Figure 11 shows that the grid-connected bus voltage starts to rise steadily from 0 at 0.1 s and stabilizes at 230 kV at 0.16 s; the frequency stabilizes at about 50 Hz, with a maximum deviation of no more than 0.03 Hz. The simulation results show that the ESS has already built up and stabilized the voltage and frequency of the AC bus within the rated range within 0.2 s, providing the initial conditions for further system start-up. After the AC bus voltage and frequency are stabilized, the power that is released by the ESS remains unchanged, and the energy storage’s SOC decreases along a straight line with a slope of −0.0027 per second. If the initial SOC is taken to be the maximum value of 0.8, the ESS can maintain an islanded discharge time of about 6.17 h.

4.1. PV System Inputs

Under the islanded operation of the ESS, with the SCR = 1.1, the system’s ability to regulate is weak, and the impact on the grid is significant when the PV system is put into operation; therefore, multiple inputs of PV units are gradually introduced to reduce the impact, with 45 PV units being put into operation at 0.25 s, 70 PV units being put into operation at 0.5 s, and 85 PV units being put into operation at 0.75 s. The grid-connected simulation of the PV system is shown in Figure 12.
It can be seen that the bus voltage and frequency fluctuate when the PV system is connected to the grid, among which the maximum impact on the system frequency occurs when the first group of PV inputs are introduced, the maximum frequency fluctuation is close to 1%, but it returns to 50 Hz after 0.1 s; the impact on the system frequency is smaller when the last two groups of PV inputs are introduced; and the maximum deviation of the bus voltage among the three inputs is around 1.04 p.u., which is less than 5%. After the PV system is connected to the grid and stabilized, all the remaining loads of the PV storage power station are inputted to the system at 2 s, and the change in energy storage output power is observed, as shown in Figure 13. After the connection of the PV system to the grid is completed, the ESS absorbs power from the grid, and the input active power remains unchanged at 46 MW, while the SOC rises by 0.0035 per second (calculated using (13) and (14)), and the output of the PV system is balanced with the load power after the load is inputted to the system; meanwhile, the SOC of the ESS remains unchanged.
The current system is part of the islanded operation of the variable-energy-source field station, the energy storage and PV system are regarded as an ordinary power supply, and the SCR = 1.4, calculated using (5). The PV system adopts VSG control to some extent to add inertia support for the grid, but at this time, the PV plant still belongs to the weak system and needs to be run as soon as possible to start up the conventional unit to improve the system’s stability.

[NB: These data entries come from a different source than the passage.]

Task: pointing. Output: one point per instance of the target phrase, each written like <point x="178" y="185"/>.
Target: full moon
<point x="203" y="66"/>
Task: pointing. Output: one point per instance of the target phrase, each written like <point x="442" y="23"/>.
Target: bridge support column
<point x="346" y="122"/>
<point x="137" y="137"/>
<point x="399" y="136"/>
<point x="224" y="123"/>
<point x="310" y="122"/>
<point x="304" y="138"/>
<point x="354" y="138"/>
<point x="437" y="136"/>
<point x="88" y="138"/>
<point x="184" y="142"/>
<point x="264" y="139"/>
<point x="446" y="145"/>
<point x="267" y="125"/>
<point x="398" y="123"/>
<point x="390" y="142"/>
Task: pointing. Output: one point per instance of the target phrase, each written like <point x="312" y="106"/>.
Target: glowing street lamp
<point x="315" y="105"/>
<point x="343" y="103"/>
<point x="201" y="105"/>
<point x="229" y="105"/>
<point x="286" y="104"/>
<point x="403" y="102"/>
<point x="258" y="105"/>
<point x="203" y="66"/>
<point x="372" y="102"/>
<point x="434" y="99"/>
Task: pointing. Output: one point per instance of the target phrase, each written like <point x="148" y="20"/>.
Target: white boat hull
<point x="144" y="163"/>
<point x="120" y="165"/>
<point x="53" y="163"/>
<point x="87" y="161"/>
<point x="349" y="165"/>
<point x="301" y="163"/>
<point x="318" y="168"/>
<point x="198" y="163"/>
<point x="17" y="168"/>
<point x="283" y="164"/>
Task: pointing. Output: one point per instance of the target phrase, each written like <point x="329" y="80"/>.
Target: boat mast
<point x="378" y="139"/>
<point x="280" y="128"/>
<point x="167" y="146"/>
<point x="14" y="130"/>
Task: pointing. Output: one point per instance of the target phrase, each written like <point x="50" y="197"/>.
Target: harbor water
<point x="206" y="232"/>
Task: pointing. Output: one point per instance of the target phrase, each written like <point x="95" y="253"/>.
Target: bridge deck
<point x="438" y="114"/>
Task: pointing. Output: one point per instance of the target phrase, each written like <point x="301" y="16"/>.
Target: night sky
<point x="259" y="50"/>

4.2. Conventional Unit Start-Up

After the conventional unit is integrated, the system is transformed into a single-input AC power grid with a PV storage system. At this point, the system’s SCR can be substituted into (8) and (6) for simultaneous solution. With an SCR value of 3.32, the system is classified as strong, indicating a high resistance to interference from load fluctuations.
When the islanded operation of the PV storage system is stabilized, the auxiliary machine and AC bus voltage synchronization meet the conditions for grid connection in 2.58 s when introduced into the unit at the same time; when the PV storage system is converted to P/Q control, it can be integrated into the conventional unit in 2.99 s. Figure 14 shows the simulation results, in which the maximum voltage fluctuation range of the auxiliary machine start-up is 0.96 p.u.–1.03 p.u. The maximum frequency fluctuation reaches 0.5 Hz, which is gradually stabilized after 0.1 s, and the impact on the system during the start-up of the conventional unit is small, while the voltage and frequency fluctuations are below 0.2%. These results show that when the auxiliary machine is put into operation, there will be a certain impact on the AC bus’s voltage and frequency, but the system can be adjusted and restored to its stable operation state in a relatively short time and is conducive to the subsequent completion of the conventional units that are connected to the grid. After the above system has been running stably for some time, when the system load is inputted to the system at 4 s, the system voltage and frequency remain unchanged; this indicates that the system can run stably under the input of large loads and has a strong anti-interference ability, which is consistent with the conclusion of the SCR calculation.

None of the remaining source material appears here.